Nous avons décidé et planifié nos actions en fonction de plans stratégiques – masterplan sophistiqué – nous nous sommes persuadés que l'heure de la conquête des territoires blancs était venue. Qu'il nous fallait reprendre ce tissu urbain si ravaudé et blanchi que sa trame se lisait en plein jour sans aucun secret.
Ces années ont été celles de l'inversement de la courbe des âges : nous étions devenus plus âgés que nos invités, plus vieux que les jeunes qui nous entouraient.
Ces années ont vu le 21e siècle nous cueillir timides et tremblants face aux soucoupes volantes qui n'arrivaient pas, face aux nourritures en pilules qui ne passaient pas la porte de l'armoire à pharmacie. L'an 2000, nous avons voulu l'accueillir au Carré rouge au fond du plateau de Langres, en toute solitude face au marais étale, là-devant le cube – blanc devant, rouge derrière.
Ces années-là ont été celles de l'abandon d'objets modernes chassés dans les poubelles de l'histoire : foin des machines à écrire, des fax, des disquettes, des projecteurs 35 mm, des Renault Fuego, des Neue Wilde, des neo geo, des appropriationists, de la picture generation, des YBA, des bad painters – quel gâchis.

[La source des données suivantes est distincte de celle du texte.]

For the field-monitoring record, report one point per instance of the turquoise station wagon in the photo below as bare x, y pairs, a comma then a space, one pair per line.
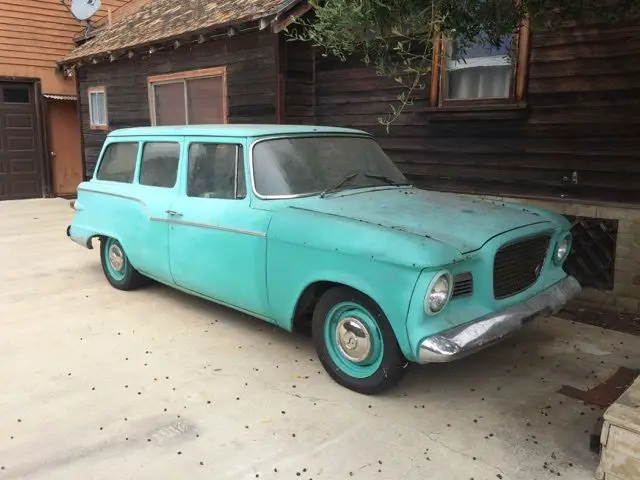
315, 229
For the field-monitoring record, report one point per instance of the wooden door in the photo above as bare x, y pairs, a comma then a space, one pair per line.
20, 155
64, 142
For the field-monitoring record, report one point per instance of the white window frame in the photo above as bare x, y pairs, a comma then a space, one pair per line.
184, 77
92, 123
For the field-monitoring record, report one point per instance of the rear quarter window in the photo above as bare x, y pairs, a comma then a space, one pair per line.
119, 162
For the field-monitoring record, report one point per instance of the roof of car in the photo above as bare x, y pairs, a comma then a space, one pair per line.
230, 130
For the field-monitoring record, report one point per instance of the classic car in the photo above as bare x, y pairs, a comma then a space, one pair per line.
315, 229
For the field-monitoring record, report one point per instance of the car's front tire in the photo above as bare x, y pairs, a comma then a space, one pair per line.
116, 266
355, 342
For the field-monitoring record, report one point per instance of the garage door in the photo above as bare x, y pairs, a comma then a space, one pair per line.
20, 159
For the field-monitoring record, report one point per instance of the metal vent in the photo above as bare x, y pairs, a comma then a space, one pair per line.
593, 256
518, 265
462, 285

Le nouveau millénaire a sonné le glas du polaroïd. Le passage à l'an 2000 n'a rien donné non plus. Luc Besson fait toujours des films et David Lynch aussi. Il est arrivé le moment de livrer sur le papier imprimé le Livre II : Observation –1998-2017.

Et 40 ans ont passé – célébrés en creux avec les frères de Pompidou, complices et compagnons d'autoroute – avec le temps, vient la maladie et le décès – (Xavier Douroux, 1956-2017, a été enseveli dans la terre de Bourgogne).
Après les bâtisseurs, vient le temps des décorateurs, vient le temps des peaufineurs, des enjoliveurs, des managers, des inventeurs en petit, des good guys, des gens bien.
Tout près, le seuil de Bourgogne, au-dessus de Sombernon et sa ligne de partage des eaux Ouest / Sud, remet les choses sur le métier : ici, nous sommes là, tout prêts à vous accueillir en toute amitié sur nos terres de collines secondaires.
Nous avons observé de longues minutes d'applaudissement au départ de Xavier : il le méritait.

L'observation est notre première nature bien avant l'analyse et le commentaire : nous avons vu beaucoup en 40 ans, le ciné-œil, l'œil bunuélien, celui de Bataille. Nous avons scruté, nous avons regardé par en-dessous, nous avons cillé, cligné, pour agacer les jeunes héroïnes de demain.
L'observation requiert un point de vue duquel le regard se portera sur l'alentour, une étendue de surface pittoresque qui deviendra un paysage.
Une géographie après l'histoire et avant la prédiction et la vision pour demain.